Kim Bokamper

No. 58
- Positions: Linebacker, defensive end

Personal information
- Born: September 25, 1954 (age 71) San Diego, California, U.S.
- Listed height: 6 ft 6 in (1.98 m)
- Listed weight: 250 lb (113 kg)

Career information
- High school: Milpitas (Milpitas, California)
- College: Concordia College,Moorhead MN San Jose City College San Jose State
- NFL draft: 1976: 1st round, 19th overall pick

Career history
- Miami Dolphins (1976–1985);

Awards and highlights
- Pro Bowl (1979); PFWA All-Rookie Team (1977); Dolphins Walk of Fame (2013); Second-team All-American (1975);

Career NFL statistics
- Sacks: 12
- Interceptions: 6
- Touchdowns: 1
- Stats at Pro Football Reference

= Kim Bokamper =

American football player (born 1954)

Kim Bokamper (born September 25, 1954) is an American former professional football player who spent his entire nine-year career as a linebacker and defensive end in the National Football League (NFL) with the Miami Dolphins from 1977 to 1985.

Bokamper was selected 19th overall in the first round of the 1976 NFL draft by the Dolphins after playing college football for the San Jose State Spartans.
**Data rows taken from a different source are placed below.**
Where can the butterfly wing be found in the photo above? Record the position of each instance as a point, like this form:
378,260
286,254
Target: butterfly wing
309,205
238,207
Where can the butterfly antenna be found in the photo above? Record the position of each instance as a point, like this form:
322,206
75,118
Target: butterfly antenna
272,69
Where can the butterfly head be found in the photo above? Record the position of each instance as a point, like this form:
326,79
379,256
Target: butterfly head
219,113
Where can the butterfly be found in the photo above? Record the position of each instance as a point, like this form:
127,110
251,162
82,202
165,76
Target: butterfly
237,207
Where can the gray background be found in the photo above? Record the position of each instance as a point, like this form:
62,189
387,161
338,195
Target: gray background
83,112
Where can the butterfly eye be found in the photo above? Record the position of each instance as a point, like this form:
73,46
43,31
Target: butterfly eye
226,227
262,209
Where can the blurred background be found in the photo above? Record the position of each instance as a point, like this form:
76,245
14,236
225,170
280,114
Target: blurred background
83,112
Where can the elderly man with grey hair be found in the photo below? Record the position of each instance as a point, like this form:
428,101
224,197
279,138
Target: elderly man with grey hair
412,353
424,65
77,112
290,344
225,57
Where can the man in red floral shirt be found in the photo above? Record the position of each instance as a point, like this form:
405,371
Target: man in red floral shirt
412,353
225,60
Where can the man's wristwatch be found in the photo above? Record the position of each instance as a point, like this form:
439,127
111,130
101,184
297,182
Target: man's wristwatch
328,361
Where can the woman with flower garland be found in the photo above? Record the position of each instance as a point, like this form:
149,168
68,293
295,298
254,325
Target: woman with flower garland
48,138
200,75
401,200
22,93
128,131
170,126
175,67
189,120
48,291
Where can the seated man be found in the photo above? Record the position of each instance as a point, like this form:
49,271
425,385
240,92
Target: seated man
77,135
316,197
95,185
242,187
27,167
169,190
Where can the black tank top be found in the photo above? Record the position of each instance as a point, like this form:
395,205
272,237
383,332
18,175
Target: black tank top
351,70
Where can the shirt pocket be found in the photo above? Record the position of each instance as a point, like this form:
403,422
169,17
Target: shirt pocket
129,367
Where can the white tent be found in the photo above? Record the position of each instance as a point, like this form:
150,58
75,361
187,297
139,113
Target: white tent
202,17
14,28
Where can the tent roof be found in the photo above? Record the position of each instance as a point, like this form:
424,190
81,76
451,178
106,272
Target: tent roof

He was a member of the Dolphins' Killer B's defense of the early 1980s and was a one-time Pro Bowler in 1979.

Bokamper started at right defensive end for the Dolphins in Super Bowl XVII and Super Bowl XIX. Against the Washington Redskins in Super Bowl XVII, he was involved in a play in which he deflected a pass attempt from Redskins quarterback Joe Theismann, and nearly intercepted the deflected pass in the end zone, for a touchdown. Theismann was able to knock the ball away from Bokamper, preventing the interception.

After retirement Bokamper became a broadcaster at WFOR-TV in Miami.

Bokamper can be heard on South Florida's Paul and Young Ron Show on WBGG-Miami anytime NFL news breaks.
Bokamper was also part of the morning team on WQAM-AM along with Kenny Walker. In 2008, he hosted the weeknight Dolphins Tonight show on WQAM and opened a sports bar and restaurant in Plantation, Florida, called "Bokamper's Sports Bar & Grill". He has also opened Florida "Bokamper's Sports Bar & Grill" locations in Miramar, Estero, Naples and Fort Lauderdale.

Bokamper serves as the host of The Audible, a 30-minute program streamed live and via podcast from MiamiDolphins.com. On the program, Bokamper speaks with Dolphins personalities and gives viewers or listeners an inside look at the Dolphins team.

Bokamper's wife Colleen died in March 2014.